Yo me refugié en el ejercicio, el dibujo, la televisión y los libros. Ya no quedaba nada de mi personalidad. Había perdido el buen humor, la capacidad de hacer bromas, la espontaneidad y el relativo aplomo. Me había vuelto silencioso, meditativo y huraño. Mis defensas psicológicas se ponían a prueba en todo momento, ya fuera por algún comentario derogatorio de mi madre («¿Así va a ser toda tu vida?»), los ataques verbales de mi padre, algún altercado con mi hermano (aunque esto último solo ocurría cuando se portaba grosero con mi madre) o el simple hecho de estar en casa, de existir.

 No deja de sorprenderme que entonces aún parecíamos ante la mayoría una familia unida y funcional. La realidad es que jamás lo fuimos. Pero involuntariamente proyectábamos eso: mi padre, un individuo culto y de conducta intachable. Mi hermano, un muchacho noble y bien intencionado. Mi madre, una feliz ama de casa. Yo, un chico inteligente y con mucho potencial.

Allá afuera la gente vivía su vida, tenía planes, luchaba, se superaba mediante su propio esfuerzo. Yo aprendí a observar desde mi ventana todo ese acontecer y buscaba que algún párrafo de mis libros me revelara por qué no era capaz de levantarme y extender mi mano en busca de algo mejor. Esencialmente anhelaba una vida distinta pero me parecía más un sueño que un propósito real.

Mientras mi cuerpo cobraba volumen y aspecto atlético, por dentro era un inválido. ¿De qué sirve la fortaleza física si no va de la mano con la inteligencia y la voluntad? ¿Por qué estas últimas no pueden desarrollarse a la par que la otra o con la misma facilidad? Quizá las experiencias y el entorno habían anulado tan valiosas cualidades. Quizá nunca las tuve. En tan solo diecisiete años me había convertido en masa inerte, un ser incapaz de edificar en el mundo o en si mismo algo valioso.

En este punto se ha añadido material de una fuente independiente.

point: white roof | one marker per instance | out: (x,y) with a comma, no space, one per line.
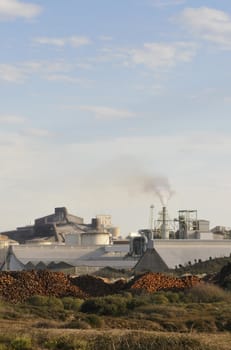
(173,252)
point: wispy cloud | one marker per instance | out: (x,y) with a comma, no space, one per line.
(165,3)
(12,9)
(208,24)
(105,38)
(153,55)
(156,55)
(36,132)
(107,113)
(69,79)
(19,72)
(11,119)
(73,41)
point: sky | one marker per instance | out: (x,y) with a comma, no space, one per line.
(108,107)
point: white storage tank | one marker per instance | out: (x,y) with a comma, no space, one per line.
(115,231)
(73,239)
(95,238)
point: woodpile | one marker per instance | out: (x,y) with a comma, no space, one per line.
(18,286)
(96,286)
(153,282)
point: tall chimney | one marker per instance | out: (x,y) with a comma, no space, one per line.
(164,225)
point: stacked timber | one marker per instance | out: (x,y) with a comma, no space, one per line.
(96,286)
(153,282)
(19,286)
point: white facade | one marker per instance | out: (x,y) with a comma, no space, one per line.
(172,252)
(91,239)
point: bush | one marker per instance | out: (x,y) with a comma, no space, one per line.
(160,299)
(37,300)
(66,343)
(70,303)
(207,293)
(21,343)
(111,305)
(95,321)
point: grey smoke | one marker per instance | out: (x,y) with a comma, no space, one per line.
(156,185)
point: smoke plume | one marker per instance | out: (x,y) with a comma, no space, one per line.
(157,185)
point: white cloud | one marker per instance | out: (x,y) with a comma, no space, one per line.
(154,55)
(11,119)
(74,41)
(37,132)
(19,72)
(105,38)
(11,9)
(33,170)
(107,113)
(208,24)
(69,79)
(11,73)
(165,3)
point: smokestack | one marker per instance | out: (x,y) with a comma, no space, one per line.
(164,225)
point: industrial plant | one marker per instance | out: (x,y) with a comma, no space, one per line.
(63,242)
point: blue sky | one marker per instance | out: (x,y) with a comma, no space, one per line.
(105,104)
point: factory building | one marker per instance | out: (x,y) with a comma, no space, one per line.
(62,241)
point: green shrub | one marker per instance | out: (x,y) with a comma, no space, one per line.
(66,343)
(110,305)
(21,343)
(78,324)
(38,300)
(207,293)
(160,299)
(70,303)
(95,321)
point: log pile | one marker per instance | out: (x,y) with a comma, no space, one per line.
(18,286)
(96,286)
(153,282)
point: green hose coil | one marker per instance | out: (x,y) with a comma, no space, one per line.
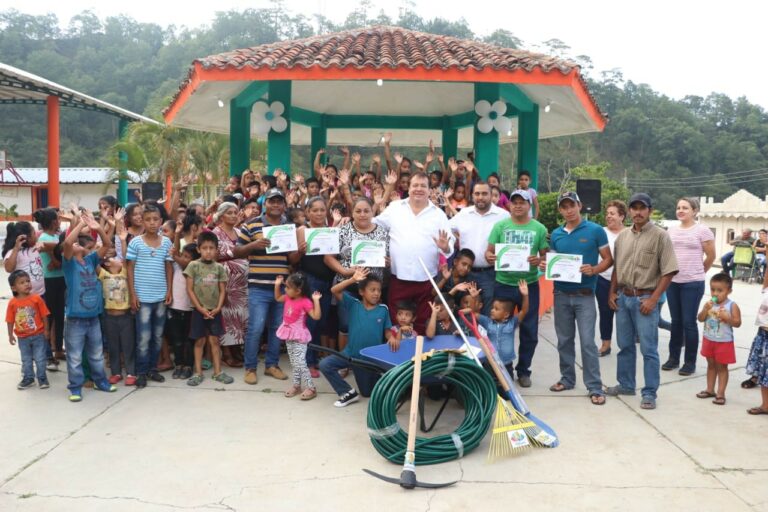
(475,388)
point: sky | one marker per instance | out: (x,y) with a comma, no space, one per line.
(677,47)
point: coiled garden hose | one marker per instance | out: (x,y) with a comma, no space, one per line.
(475,389)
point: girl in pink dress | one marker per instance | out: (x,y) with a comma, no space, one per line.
(293,330)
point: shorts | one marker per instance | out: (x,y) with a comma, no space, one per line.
(200,327)
(723,352)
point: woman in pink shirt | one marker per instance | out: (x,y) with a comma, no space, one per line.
(695,250)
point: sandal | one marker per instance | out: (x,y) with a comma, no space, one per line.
(309,394)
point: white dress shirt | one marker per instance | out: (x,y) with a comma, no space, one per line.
(474,228)
(412,236)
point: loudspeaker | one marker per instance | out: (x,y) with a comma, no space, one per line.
(590,194)
(152,191)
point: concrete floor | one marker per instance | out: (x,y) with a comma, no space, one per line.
(246,448)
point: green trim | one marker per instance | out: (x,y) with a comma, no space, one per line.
(251,94)
(239,138)
(486,144)
(528,144)
(516,98)
(279,144)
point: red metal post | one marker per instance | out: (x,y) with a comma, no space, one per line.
(53,151)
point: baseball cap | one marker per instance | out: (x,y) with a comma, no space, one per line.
(641,197)
(522,193)
(274,192)
(568,196)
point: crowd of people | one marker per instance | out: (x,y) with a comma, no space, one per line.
(126,294)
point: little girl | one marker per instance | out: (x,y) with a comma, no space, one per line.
(720,316)
(294,330)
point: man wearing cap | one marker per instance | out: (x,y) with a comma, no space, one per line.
(263,269)
(575,302)
(520,229)
(644,264)
(472,226)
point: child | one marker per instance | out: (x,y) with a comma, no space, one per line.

«¿Qué es la iniciativa? ¿La habré perdido o nací sin ella? ¿Por qué soy tan diferente? ¿Será un error que yo exista?», cavilaba en la soledad de mi cuarto. Solo éramos mis preguntas y yo. A mi nerviosismo habitual se fue añadiendo una melancolía insondable. Comenzaba a adentrarme en los terrenos de la depresión.